Siegfried Plümper-Hüttenbrink

Photo de Siegfried  Plümper-Hüttenbrink
© Siegfried Plümper-Hüttenbrink

biographie

Né en 1957 à Werl, Allemagne

poésie, récit

Commence à écrire à partir de 1980 en menant un train de vie quelque peu aléatoire qui lui fera perdre la faculté de dire je et l'amènera à pratiquer une sorte d'écriture itinérante : par bris et débris, instantanés. En vue de toucher à quelque chose du réel.

À partir de 1986, l'acte d'écrire, en qu'il est aussi en prise sur la trace, se pratique en tandem avec des artistes-plasticiens : Claude Yvroud autour des deux notions de "bruitage graphique" et de "prises d'ouïe", Anik Vinay de l'Atelier des Grames autour de l'idée d'un "Pas" en tant que vestige, empreinte mutique de quelque corps incarné en absence.

En 1992, lors d'un séjour à Marseille, rédige une sorte de mémorandum et qui relate l'expérience élémentaire consistant à apprendre à être là où l'on se trouve, tout en ayant rien à y faire, sinon qu'à y être de garde.

De 1992 à 1994 s'arrête d'écrire et amorce un travail photographique qui s'inspire d'une phrase de Ludwig Wittgenstein : "L'image devrait à nouveau jeter son ombre sur le monde"… s'ombrer sur le lieu même de son émergence.

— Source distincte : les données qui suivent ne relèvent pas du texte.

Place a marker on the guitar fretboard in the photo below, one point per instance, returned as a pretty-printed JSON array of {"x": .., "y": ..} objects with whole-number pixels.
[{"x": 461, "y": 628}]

Photographier étant aussi une autre manière de broyer du noir sur du blanc.

En 1994 se remet à écrire face à une fenêtre, et en vue de concevoir un art du "fenestrage" dont la phase inaugurale lui aura été donnée par une image. L'image, vitrée et comme muette, du temps qui passe… dans le temps qu'il fait.

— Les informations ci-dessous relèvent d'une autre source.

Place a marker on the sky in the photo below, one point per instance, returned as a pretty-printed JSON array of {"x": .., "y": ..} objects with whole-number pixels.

Depuis 1995 travaille autour de la notion de "littéralité". Un état littéral se déclarant lorsqu'une chose tombe hors de son nom ou quelqu'un hors identité. S.P.-H.

bibliographie

  • De la lecture. Selon Walter Benjamin et Ludwig Wittgenstein, La Main courante, 2006.
  • De la littéralité, La Main courante, 1997.
  • Pas, en collaboration avec Anik Vinay, L'Atelier des Grames, 1995.
  • L'Aparté, CIPM-Spectres familiers, 1993.
  • Le 9 novembre 1989 : lettre, traduit en allemand par Angelika Lochmann en collaboration avec l'auteur, 15 encres originales et une eau-forte d'Anik Vinay, Éditions Michel Chomarat, 1991.
  • Journal itinérant : 1980-1981, Éditions Michel Chomarat, 1989.
  • Noise, lettre préface, avec des illustrations de Claude Yvroud, Maison du Livre de Pérouges, 1987.
  • En lettre recommandée, MEM/Arte Facts, 1987.
  • Pour un manifeste hors de tout propos, La Route de la mer, 1976.

extraits

En début d'après-midi, je me mis donc en quête et longeais les berges du Rhône dans le sens du courant, avec scandé en arrière-tête le mouvement pendulaire d'un Pas qui bat l'amble.

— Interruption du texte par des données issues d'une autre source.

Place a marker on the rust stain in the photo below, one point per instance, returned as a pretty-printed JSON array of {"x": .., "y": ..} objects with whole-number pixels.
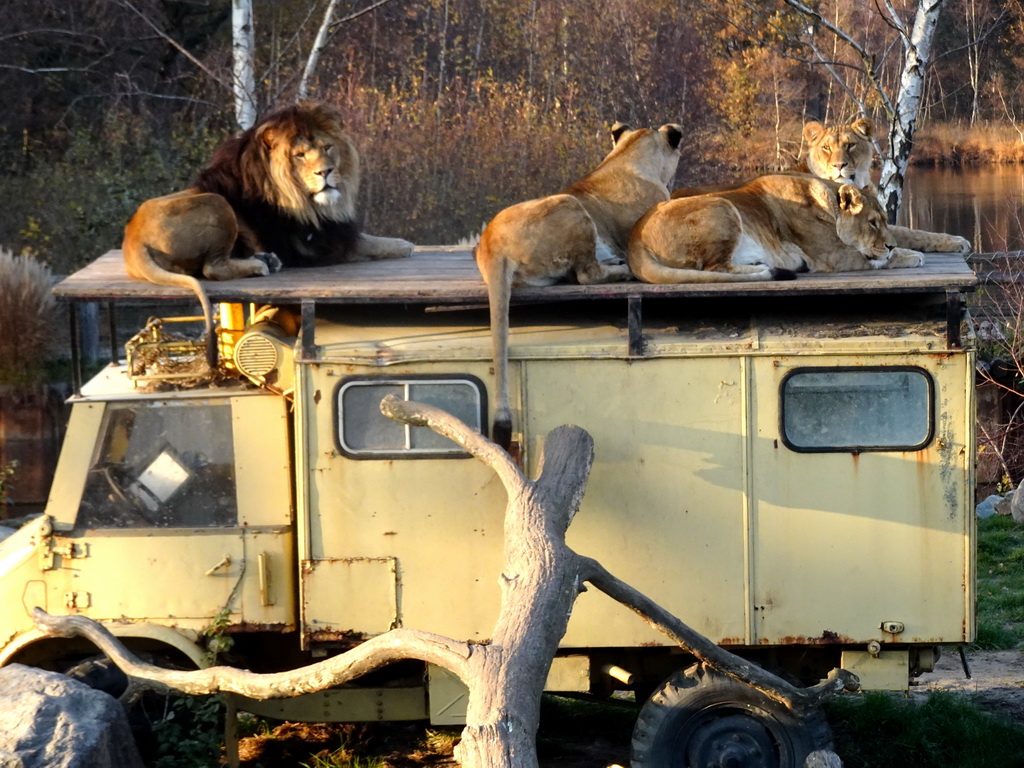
[
  {"x": 257, "y": 627},
  {"x": 347, "y": 638},
  {"x": 827, "y": 637}
]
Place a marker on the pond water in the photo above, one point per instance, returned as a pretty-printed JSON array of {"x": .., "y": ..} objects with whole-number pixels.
[{"x": 984, "y": 204}]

J'allais, ainsi - m'avançant sur un pas - au devant de moi-même et sans plus savoir où encore aller, avec le soleil pris en pleine face.

Chemin faisant, je vis que je me faisais marcher, comme mû au ralenti, et fus de sitôt pris d'un soudain accès de froid, d'une sorte d'exaltation presque rageuse et qui étreint et tient l'ouïe en haleine.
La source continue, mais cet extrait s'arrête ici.